Allow marked tests to “mark” for aspects other than “independent regimes”, e.g. heterogeneity (which is already tested anyway), and aggregate per link results (e.g. consider the link heterogeneous, if all tests on the link [for all conditioning sets] are reported heterogeneous)
Prepare for easier and (computationally and statistically) efficient integration of non-linear tests.
Integrate with JCI/CD-NOD like arguments for obtaining additional orientation information.
Make state-space-construction more robust for large models by exploiting graphical constraints.
Extend post-processing for statistically more meaningful indicator-resolution (potentially including confidence-assessment).

Citation

Please cite as:

@article{rabel2025context,
   title={Context-Specific Causal Graph Discovery with Unobserved Contexts:
      Non-Stationarity, Regimes and Spatio-Temporal Patterns},
   author={Rabel, Martin and Runge, Jakob},
   journal={arXiv preprint arXiv:2511.21537},
   year={2025},
   url={https://arxiv.org/abs/2511.21537},
   doi={10.48550/arXiv.2511.21537}
}

Literature

[RR25] (1,2)

M. Rabel, J. Runge. Context-Specific Causal Graph Discovery with Unobserved Contexts: Non-Stationarity, Regimes and Spatio-Temporal Patterns. archive preprint arXiv:2511.21537, 2025.

[RNK+19]

J. Runge, P. Nowack, M. Kretschmer, S. Flaxman, D. Sejdinovic. Detecting and quantifying causal associations in large nonlinear time series datasets. Sci. Adv. 5, eaau4996, 2019.

[R20]

J. Runge. Discovering contemporaneous and lagged causal relations in autocorrelated nonlinear time series datasets. Proceedings of the 36th Conference on Uncertainty in Artificial Intelligence, UAI 2020, Toronto, Canada, 2019, AUAI Press, 2020.

[GR20]

A. Gerhardus, J. Runge. High-recall causal discovery for autocorrelated time series with latent confounders. Advances in Neural Information Processing Systems 33, 2020.

[SGS01]

P. Spirtes, C. Glymour, and R. Scheines. Causation, prediction, and search. MIT press, 2001.

[SG91]

P. Spirtes, C. Glymour. An algorithm for fast recovery of sparse causal graphs. Social Science Computer Review, 9:62–72, 1991.

[CM+14]

D. Colombo, M. H. Maathuis, et al. Order-independent constraint-based causal structure learning. J. Mach. Learn. Res., 15(1):3741–3782, 2014.

[ZHC+24]

Y. Zheng, B. Huang, W. Chen, J. Ramsey, M. Gong, R. Cai, S. Shimizu, P. Spirtes, and K. Zhang. Causal-learn: Causal discovery in python. Journal of Machine Learning Research, 25(60):1–8, 2024.

License

GNU General Public License v3.0

See license-file in the code-repository for full text.

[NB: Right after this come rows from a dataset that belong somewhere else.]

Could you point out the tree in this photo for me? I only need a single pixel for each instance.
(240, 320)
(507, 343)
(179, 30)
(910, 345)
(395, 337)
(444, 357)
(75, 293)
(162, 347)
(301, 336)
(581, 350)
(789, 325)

This package is free software; you can redistribute it and/or modify it under the terms of the GNU General Public License as published by the Free Software Foundation; either version 3 of the License, or (at your option) any later version. This package is distributed in the hope that it will be useful, but WITHOUT ANY WARRANTY; without even the implied warranty of MERCHANTABILITY or FITNESS FOR A PARTICULAR PURPOSE. See the GNU General Public License for more details.